A Agência Internacional de Energia Atômica (AIEA), no intuito de auxiliar os países membros no cumprimento do artigo 8º da Convenção Internacional de Segurança Nuclear (adesão do Brasil em 1999), recomenda em seus Guias de Segurança que a Agência Reguladora não deve estar sujeita a pressão ou influência política na tomada de decisões, no que diz respeito à segurança (1, 4).

Portanto, para não estar sujeita a pressões de natureza política, a Agência Reguladora ficaria melhor posicionada como órgão da Presidência da República, a exemplo das congêneres americana e argentina.

2. Comissão Deliberativa – órgão máximo da Agência, com funções deliberativas e de fiscalização do cumprimento das atribuições legais pelas Diretorias. Deve ser composta por representantes de associações ambientais e científicas brasileiras, conforme sugere o eminente jurista Paulo Affonso Leme Machado em seu livro Direito Administrativo na página 809 da décima edição. 

Baseado na sugestão do jurista, uma proposta de composição para a Comissão Deliberativa seria a seguinte: (1) um representante dos ambientalistas escolhido pelo Ministério de Meio Ambiente; (2) um representante dos trabalhadores escolhido pelo Ministério do Trabalho; (3) um representante do Ministério da Saúde; (4) um representante da Engenharia Nacional, escolhido pelo Ministério da Educação nas Faculdades de Engenharia das Universidades Federais; (5) um representante de Pesquisa, escolhido pelo Ministério da Educação nas Universidades Federais; (6) um representante do Ministério da Justiça com notório saber em Direito Nuclear. 

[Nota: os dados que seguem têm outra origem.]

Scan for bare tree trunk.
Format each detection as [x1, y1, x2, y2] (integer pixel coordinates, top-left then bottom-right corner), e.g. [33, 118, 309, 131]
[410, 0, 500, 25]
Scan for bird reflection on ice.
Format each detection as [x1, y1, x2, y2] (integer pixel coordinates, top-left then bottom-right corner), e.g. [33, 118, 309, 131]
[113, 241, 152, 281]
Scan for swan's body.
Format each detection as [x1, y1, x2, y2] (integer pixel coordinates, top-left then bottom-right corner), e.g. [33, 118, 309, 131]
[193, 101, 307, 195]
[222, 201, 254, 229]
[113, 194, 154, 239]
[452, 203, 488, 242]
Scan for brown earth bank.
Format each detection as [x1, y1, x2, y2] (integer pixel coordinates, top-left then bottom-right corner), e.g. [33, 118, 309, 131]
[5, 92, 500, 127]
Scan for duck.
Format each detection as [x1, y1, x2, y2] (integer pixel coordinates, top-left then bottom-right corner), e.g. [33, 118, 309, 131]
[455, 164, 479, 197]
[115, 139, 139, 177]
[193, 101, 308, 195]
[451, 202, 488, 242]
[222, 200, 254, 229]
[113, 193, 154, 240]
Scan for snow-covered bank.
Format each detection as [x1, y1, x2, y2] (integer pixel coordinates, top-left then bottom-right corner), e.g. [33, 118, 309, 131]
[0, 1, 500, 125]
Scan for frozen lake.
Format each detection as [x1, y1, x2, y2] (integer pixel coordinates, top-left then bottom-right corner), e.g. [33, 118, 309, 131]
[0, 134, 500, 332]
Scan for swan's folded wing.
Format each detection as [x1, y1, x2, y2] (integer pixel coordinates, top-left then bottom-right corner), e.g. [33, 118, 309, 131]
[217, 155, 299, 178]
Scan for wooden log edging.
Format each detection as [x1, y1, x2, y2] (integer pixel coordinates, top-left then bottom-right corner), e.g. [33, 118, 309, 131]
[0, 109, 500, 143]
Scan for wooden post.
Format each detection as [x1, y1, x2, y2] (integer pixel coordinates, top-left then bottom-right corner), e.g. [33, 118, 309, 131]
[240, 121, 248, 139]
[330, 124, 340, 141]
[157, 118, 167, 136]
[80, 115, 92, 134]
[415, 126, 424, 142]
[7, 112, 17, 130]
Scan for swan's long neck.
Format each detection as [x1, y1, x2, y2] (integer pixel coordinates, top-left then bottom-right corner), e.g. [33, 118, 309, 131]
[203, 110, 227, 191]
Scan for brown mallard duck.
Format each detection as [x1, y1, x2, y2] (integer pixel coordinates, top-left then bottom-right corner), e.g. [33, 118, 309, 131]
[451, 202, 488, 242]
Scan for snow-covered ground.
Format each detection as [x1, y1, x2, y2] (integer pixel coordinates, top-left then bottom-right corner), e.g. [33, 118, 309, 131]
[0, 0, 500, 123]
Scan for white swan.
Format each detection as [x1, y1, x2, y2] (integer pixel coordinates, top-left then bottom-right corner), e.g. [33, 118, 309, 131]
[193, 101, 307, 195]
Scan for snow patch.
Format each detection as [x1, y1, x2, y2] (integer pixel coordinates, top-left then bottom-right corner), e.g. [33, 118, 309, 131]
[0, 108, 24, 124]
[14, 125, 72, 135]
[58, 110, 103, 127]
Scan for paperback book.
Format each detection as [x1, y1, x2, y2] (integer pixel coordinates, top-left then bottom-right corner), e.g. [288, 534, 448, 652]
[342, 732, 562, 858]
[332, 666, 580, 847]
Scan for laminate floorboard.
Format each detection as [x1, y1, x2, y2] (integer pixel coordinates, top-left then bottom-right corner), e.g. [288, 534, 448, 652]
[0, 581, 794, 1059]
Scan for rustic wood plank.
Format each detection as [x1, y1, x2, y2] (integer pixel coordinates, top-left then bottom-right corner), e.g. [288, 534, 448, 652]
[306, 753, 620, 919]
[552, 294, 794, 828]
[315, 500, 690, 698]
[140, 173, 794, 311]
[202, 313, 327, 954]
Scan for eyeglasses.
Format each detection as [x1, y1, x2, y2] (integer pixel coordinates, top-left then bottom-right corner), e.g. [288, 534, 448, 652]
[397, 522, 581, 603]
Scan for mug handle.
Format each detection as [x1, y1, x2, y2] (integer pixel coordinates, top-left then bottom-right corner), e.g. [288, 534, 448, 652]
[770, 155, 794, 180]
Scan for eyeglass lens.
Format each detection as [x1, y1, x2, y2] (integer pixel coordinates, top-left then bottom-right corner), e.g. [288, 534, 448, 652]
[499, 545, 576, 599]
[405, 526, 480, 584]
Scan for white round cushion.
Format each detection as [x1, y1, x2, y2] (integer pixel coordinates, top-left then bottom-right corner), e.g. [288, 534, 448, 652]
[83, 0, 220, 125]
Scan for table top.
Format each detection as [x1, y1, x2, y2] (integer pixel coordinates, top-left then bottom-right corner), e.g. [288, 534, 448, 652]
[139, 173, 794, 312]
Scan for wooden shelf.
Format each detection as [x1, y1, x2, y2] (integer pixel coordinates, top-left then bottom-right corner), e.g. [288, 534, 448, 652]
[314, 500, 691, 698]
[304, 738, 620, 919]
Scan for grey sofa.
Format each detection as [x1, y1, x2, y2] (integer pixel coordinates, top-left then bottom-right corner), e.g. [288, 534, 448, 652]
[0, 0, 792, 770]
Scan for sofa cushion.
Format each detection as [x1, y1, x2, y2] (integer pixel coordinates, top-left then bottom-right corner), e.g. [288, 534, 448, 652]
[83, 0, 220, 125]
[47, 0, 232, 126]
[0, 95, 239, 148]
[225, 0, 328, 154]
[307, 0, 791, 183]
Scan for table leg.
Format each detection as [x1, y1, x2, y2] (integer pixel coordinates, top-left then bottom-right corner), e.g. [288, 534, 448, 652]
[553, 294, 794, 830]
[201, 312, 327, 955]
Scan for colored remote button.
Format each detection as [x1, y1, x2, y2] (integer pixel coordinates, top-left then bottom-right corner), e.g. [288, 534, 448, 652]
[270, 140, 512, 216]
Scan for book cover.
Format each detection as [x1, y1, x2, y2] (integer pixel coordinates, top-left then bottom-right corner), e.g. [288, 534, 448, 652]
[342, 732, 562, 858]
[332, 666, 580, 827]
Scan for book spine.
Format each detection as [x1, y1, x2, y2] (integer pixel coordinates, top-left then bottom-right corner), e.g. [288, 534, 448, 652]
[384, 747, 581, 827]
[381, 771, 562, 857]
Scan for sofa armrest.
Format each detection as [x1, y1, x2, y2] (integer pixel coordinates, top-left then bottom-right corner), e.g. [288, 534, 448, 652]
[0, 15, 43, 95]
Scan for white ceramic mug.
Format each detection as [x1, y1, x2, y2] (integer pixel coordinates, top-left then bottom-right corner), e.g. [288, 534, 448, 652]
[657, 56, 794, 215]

Tendo em vista que a atribuição central da Agência é zelar pelo meio ambiente, pela saúde do público e trabalhadores, justificam-se as representações do Ministério do Meio Ambiente, do Ministério do Trabalho e do Ministério da Saúde.

As representações da Engenharia Nacional e da Pesquisa se baseiam no fato de que os empreendimentos de pequeno, médio ou grande portes a serem licenciados e fiscalizados pela Agência são empreendimentos da Engenharia, sendo a usina nuclear o exemplo mais notório. 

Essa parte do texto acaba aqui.